Conto das terças-feiras - Um carro só meu
Gilberto Carvalho Pereira, Fortaleza, CE, 5 de setembro de 2017
Ano 1967, local, zona cacaueira do Sul da Bahia. Recém-chegado, morando em república com mais oito colegas de instituição ligada ao Ministério da Agricultura, responsável pela política cacaueira do Brasil, onde se pesquisava sobre solo, fisiologia vegetal, entomologia, fitopatologia, genética e outras áreas do conhecimento, sempre ligadas ao cacau e ao cacaueiro. Todos, ainda quase imberbes, o primeiro emprego, o bom salário e carro na garagem, despertavam os sentimentos casadoiros das jovens locais de olho nos novos imigrantes.

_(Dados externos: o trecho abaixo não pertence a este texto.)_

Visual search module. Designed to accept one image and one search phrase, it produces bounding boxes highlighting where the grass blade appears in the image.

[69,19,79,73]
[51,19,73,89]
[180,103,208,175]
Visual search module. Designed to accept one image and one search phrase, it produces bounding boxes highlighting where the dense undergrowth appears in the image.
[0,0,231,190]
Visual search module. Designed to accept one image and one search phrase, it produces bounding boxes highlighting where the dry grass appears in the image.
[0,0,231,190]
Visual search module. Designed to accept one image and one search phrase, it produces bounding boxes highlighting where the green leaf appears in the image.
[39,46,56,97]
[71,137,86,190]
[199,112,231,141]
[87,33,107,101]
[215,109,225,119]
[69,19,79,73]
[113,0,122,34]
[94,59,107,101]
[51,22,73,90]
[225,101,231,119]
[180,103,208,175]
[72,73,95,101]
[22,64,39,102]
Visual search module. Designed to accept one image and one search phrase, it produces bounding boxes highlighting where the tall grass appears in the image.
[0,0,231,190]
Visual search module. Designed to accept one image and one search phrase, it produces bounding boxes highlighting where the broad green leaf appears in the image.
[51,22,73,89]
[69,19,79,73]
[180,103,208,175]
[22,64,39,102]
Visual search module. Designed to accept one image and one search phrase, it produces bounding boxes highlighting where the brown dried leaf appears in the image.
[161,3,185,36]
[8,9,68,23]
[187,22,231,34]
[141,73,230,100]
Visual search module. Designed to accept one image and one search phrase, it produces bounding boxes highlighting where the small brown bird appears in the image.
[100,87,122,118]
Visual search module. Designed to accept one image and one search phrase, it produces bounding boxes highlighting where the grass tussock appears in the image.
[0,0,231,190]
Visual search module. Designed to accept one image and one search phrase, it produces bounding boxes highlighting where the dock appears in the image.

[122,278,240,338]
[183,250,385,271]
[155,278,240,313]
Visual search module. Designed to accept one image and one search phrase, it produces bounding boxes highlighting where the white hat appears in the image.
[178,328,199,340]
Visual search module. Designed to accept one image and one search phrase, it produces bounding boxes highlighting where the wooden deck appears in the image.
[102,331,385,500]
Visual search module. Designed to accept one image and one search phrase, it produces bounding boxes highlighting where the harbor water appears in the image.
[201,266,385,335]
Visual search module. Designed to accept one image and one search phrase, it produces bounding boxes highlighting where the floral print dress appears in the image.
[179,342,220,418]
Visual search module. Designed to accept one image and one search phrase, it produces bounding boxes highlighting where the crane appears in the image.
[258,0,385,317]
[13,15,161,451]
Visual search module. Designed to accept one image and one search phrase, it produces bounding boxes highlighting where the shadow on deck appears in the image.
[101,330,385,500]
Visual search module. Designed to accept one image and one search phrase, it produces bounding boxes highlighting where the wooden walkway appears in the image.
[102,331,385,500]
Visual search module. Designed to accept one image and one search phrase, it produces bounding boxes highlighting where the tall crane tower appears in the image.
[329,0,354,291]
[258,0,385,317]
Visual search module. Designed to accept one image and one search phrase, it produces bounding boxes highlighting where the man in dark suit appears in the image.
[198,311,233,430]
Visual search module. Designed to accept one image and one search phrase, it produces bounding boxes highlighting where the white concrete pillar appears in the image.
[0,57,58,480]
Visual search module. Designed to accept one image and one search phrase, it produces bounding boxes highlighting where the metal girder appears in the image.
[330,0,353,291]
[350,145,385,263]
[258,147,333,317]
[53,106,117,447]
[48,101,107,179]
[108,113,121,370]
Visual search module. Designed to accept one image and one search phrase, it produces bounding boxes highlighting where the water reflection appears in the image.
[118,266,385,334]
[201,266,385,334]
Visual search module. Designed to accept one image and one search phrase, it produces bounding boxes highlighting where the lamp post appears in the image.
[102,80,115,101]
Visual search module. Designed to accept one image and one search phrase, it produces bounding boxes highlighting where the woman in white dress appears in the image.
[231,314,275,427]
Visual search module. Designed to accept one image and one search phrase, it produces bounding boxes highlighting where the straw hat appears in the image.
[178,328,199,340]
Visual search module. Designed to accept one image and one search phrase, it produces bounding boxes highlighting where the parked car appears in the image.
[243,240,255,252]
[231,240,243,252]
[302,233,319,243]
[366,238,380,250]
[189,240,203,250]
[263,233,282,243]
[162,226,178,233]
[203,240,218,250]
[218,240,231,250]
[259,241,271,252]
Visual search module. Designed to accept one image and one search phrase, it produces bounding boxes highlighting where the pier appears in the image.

Com parte do primeiro salário paguei a entrada daquele que seria o meu primeiro carro. Um fusquinha verde abacate, ano 1963, motor 1200cc, seis volts, faróis com luminosidade mais fraca que as lanternas de mão de hoje. Corria um pouco mais depressa que uma tartaruga. Não me lembro o quanto paguei por ele, que foi adquirido de um colega de república e o pagamento foi realizado em módicas prestações mensais sem juros – coisa de colega – durante três anos.
Naquela época, as cidades do interior da Bahia que não tinham carnaval realizavam suas micaretas, festa carnavalesca depois da quaresma. Era carnaval reinando pela redondeza até próximo aos festejos juninos. Período de brigas intensas entre namorados, as fugas para essas festas as deixavam furiosas. Certa vez, chegando à casa de minha namorada, encontrei-a mal-humorada. Perguntei o que se passava e ela me informou que soube que eu tivera ido à micareta da cidade vizinha. Até me viram por lá. Depois do desmentido – eu não fora, realmente – fizemos as pazes. O problema! Eu havia combinado com duas garotas para irmos aquela noite. A consciência doeu, rezei para que as meninas desistissem da festa.
Qual nada! Chegando à casa delas, encontrei-as fantasiadas de dançarinas do ventre. Chegaram a mim rebolando os quadris, tal e qual dançarinas de verdade. Não tive dúvida, mandei-as entrar no fusquinha verde, 1963, seis volts e partimos. Seja o que Deus quiser, pensei.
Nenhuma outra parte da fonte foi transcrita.